Grave fears have been expressed as to the effect on the growth of the Canadian economy of the recently announced intention of the United States Government to enforce by legislation various formal restraints on the movement of U.S. capital. Little attention is paid to the growing imports of capital from other countries such as Japan, South Africa, Germany, Belgium and France. More important is the growing investment in equities by Canadians themselves. The study shows that in the 101 largest listed Canadian companies, Canadian ownership, has since 1962, increased in about 80% of these companies. If major U.S. based companies in Canada are to stagnate or even retrench because of United States Government edicts, then surely, this is an opportunity for us and others to take advantage of the vacuum.

In conclusion, I would like to enumerate the various points which have been mentioned. Many important changes are presently occurring in our industry. More and more savings are being channelled into securities through financial institutions. The decisions of relatively few people are now involved in the investment in securities of larger and larger sums of money. Competition between institutions for the management of such savings is intensifying. There will be changes in the characteristics of brokerage and investment firms; there will be changes in the types of firms that are permitted to become members or associated members of stock exchanges; and, there will be changes in the extent of participation by Canadian brokers or investment dealers in the U.S. stock exchanges.

The role of the government through pension funds, holding companies and economic development bodies, will become increasingly significant in the capital market. At the same time the Canadian Government may move towards encouraging a greater direct investment by Canadians in some of our crown corporations. There will have to be more investment opportunities of such a character as to attract both individuals and financial institutions.

The most important implication of the York Study is that there will be substantial supplies of Canadian capital available for investment in equities. Our industry, the financial institutions and our Canadian corporations must provide the necessary investment vehicles so that our equity market can properly allocate Canadian savings to sound Canadian investment opportunities where the capital will be used in the most efficient manner. This does not mean that we must buy back everything already owned by foreign investors in Canada. It might well be that the best investment opportunities for Canadians in Canada would be in providing the additional capital which will be required to finance the continued growth of our economy.

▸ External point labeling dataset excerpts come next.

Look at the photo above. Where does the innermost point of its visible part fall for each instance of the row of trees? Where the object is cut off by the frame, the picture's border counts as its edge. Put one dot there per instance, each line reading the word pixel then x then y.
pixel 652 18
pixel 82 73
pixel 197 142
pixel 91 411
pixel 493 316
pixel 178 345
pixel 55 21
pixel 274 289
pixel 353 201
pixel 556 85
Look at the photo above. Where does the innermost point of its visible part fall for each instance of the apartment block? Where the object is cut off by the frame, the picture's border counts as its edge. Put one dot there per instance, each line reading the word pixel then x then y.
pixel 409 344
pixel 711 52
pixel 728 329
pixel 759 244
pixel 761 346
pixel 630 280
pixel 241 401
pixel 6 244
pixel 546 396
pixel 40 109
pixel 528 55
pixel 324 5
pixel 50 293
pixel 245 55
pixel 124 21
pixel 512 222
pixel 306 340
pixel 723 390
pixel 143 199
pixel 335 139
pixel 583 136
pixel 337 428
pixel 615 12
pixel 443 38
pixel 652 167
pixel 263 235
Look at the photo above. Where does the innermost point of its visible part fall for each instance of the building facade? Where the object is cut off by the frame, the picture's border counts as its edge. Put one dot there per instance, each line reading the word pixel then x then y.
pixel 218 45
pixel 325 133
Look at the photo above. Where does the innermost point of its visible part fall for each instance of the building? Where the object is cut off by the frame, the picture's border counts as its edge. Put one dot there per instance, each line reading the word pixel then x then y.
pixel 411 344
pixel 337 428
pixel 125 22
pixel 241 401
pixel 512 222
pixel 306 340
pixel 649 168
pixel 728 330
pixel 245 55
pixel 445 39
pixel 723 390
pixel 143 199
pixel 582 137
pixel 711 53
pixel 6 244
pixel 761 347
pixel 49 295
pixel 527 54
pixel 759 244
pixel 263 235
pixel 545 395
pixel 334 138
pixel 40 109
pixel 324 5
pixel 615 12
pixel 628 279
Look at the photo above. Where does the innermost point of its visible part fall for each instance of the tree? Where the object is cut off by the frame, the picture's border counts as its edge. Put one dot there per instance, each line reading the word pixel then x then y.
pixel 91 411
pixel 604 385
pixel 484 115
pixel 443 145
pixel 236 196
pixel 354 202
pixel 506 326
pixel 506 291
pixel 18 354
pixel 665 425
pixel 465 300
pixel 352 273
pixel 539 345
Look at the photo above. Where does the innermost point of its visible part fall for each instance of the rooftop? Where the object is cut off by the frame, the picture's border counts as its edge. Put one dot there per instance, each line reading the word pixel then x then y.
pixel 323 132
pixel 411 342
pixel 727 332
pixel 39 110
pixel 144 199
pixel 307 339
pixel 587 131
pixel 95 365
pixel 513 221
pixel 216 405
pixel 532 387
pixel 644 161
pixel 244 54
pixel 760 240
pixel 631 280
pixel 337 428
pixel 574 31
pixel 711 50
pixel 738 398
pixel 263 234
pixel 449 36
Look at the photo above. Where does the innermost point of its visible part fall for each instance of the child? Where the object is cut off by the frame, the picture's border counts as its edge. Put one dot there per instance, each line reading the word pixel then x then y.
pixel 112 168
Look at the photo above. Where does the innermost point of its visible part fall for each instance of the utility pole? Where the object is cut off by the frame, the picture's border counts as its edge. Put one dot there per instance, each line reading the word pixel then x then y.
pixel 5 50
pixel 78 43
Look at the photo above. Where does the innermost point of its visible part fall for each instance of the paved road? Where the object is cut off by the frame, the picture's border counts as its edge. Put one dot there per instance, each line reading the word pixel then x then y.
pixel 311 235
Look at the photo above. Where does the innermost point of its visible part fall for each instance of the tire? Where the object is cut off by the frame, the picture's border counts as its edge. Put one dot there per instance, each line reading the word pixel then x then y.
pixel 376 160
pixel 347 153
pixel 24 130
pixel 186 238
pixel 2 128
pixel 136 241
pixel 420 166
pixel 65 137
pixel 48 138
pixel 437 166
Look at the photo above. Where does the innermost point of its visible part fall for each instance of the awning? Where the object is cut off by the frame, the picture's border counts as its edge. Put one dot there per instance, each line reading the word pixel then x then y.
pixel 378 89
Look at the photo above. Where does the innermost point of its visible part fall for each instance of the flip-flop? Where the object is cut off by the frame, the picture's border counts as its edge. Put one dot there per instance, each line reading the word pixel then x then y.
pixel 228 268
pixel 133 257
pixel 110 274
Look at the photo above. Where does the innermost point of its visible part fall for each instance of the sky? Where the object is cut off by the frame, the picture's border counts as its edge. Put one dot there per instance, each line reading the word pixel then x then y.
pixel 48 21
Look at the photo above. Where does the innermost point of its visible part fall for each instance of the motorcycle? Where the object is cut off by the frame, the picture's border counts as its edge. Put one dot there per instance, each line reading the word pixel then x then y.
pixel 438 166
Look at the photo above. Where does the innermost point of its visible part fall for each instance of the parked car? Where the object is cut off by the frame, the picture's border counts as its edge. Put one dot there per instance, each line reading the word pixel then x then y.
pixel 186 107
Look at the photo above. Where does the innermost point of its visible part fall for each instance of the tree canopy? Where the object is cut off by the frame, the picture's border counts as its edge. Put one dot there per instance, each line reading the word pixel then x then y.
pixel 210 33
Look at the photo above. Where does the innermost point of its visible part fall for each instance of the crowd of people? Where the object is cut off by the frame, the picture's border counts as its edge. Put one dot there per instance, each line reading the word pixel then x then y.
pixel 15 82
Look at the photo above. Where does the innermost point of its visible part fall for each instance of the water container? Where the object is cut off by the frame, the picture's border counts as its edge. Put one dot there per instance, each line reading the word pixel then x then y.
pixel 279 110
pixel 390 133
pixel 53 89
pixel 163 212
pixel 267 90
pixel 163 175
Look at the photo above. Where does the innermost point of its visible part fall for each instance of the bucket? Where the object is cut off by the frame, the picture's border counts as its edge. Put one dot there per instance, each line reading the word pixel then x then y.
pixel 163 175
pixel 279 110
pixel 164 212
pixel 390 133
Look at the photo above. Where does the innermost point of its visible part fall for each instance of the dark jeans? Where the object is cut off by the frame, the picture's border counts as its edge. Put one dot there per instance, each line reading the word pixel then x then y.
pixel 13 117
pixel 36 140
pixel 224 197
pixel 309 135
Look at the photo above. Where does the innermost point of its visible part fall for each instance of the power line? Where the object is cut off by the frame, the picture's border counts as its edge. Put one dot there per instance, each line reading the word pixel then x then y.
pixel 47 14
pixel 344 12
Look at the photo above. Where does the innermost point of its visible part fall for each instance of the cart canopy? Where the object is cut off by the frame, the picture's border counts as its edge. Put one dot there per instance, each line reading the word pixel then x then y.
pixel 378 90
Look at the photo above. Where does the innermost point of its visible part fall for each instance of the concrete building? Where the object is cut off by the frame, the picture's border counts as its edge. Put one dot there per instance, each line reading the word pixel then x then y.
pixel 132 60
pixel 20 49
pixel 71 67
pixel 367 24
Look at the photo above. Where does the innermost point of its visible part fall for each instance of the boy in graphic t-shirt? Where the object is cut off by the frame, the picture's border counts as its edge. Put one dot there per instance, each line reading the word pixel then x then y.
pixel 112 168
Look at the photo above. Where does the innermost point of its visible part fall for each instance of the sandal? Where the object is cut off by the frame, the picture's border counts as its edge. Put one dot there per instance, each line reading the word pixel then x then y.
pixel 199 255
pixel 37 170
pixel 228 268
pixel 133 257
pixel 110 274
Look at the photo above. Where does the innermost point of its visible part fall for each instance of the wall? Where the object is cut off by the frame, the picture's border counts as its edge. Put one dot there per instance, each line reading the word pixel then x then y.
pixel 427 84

Our objectives of developing a more mature equity market in Canada are not purely selfish. A sound capital market is essential for the development of the economy of the country. The Toronto Stock Exchange acknowledges its responsibility in respect of the future development of our market, but the public and our major financial institutions also have some responsibility. Money going out of Canada into foreign countries does not further the development of our own capital market and our economy. There are, and will be, outstanding investment opportunities in Canada. It is for the public, financial institutions, corporate manager, and the Exchange community to identify these opportunities and devise the vehicles for channelling Canadian savings into them. For those Canadian corporations which have shown enterprise and expertise in their fields of endeavour Canadians have been quick to make capital available. Such companies can be the vehicles through which future Canadian investors can invest their money--all $10 billion of it--in the future of Canada.

Thanks of the meeting were expressed by J. G. K. Strathy.